La liturgie nous donnera, une fois de plus, l’occasion de méditer, avec le procès de Jésus, la question de Pilate : “Qu’est-ce que la vérité ?” Saint Jean nous donne à penser que le représentant de Rome réagit en sceptique face à la solennelle affirmation de Jésus : “Je ne suis venu dans le monde que pour rendre témoignage à la vérité. Quiconque est de la vérité écoute ma voix” (Jn 18,30). La même affirmation de scepticisme traverse largement notre époque, ou du moins notre culture fondée sur le relativisme ontologique et éthique. Ce qui relève des choix fondamentaux risque de se dissoudre dans la doxa, l’opinion friable alors que la revendication des droits se fait dogmatique. Alain Finkielkraut, peut à juste titre dénoncer une société d’ayant-droits rendant problématique la notion même d’appartenance à une communauté historique solidaire dans un bien commun reconnu. Voilà qui nous propulse dans un curieux brouillard où la réalité dérive au gré de nos désirs et de nos fantasmes.
En même temps, il est vrai, cette culture impose contradictoirement une transparence absolue, se prévaut d’une conception intransigeante du Bien, (même s’il est dévoyé), prétend restaurer une Justice parfaite en nous libérant de toutes les discriminations possibles. Jean Baudrillard, qui vient de mourir, a été un étonnant analyste des simulacres de notre monde et il nous manquera – tout comme nous manque cruellement la souveraine ironie d’un Philippe Muray – pour percer les mensonges quotidiens et nous débrouiller de l’inflation de signes où nous nous perdons. Il y aurait trop à dire sur l’intuition de Baudrillard selon laquelle l’homme moderne (ou post-moderne) aurait quitté la réalité et que l’Histoire même ne serait plus réelle. De son côté, Muray parlait au travers du thème d’Homo festivus, de désincarnation, de perte dans un univers ludique dont le secret tenait à un néant profond.

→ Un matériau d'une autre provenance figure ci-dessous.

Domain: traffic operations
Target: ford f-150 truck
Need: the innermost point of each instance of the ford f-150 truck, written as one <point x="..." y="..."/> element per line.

L’affirmation souveraine de Jésus tranche avec le mensonge perpétuel et le mauvais rêve rendant possible toutes les transgressions et la négation du Mal. La Vérité à laquelle il rend témoignage est le contraire d’un faux idéal que ne cesse de fabriquer la négation tenace du péché originel, de nos imperfections natives et de nos natures blessées. La Vérité se fait entendre au secret des cœurs où le sens du bien est en danger perpétuel de s’altérer. Elle y retentit comme l’appel d’un salut qui seul pour nous guérir et rendre effective notre capacité à être fils de Dieu. Ajoutons que dans notre humble tache journalistique, cet appel retentit aussi singulièrement. Le témoignage de notre confrère Noël Copin peut nous aider à comprendre le message délivré par son successeur Bruno Frappat, dimanche dernier à Notre-Dame de Paris : “Faites de moi un artisan de la recherche de la vérité, ce qui est déjà la moitié du chemin vers la vérité”.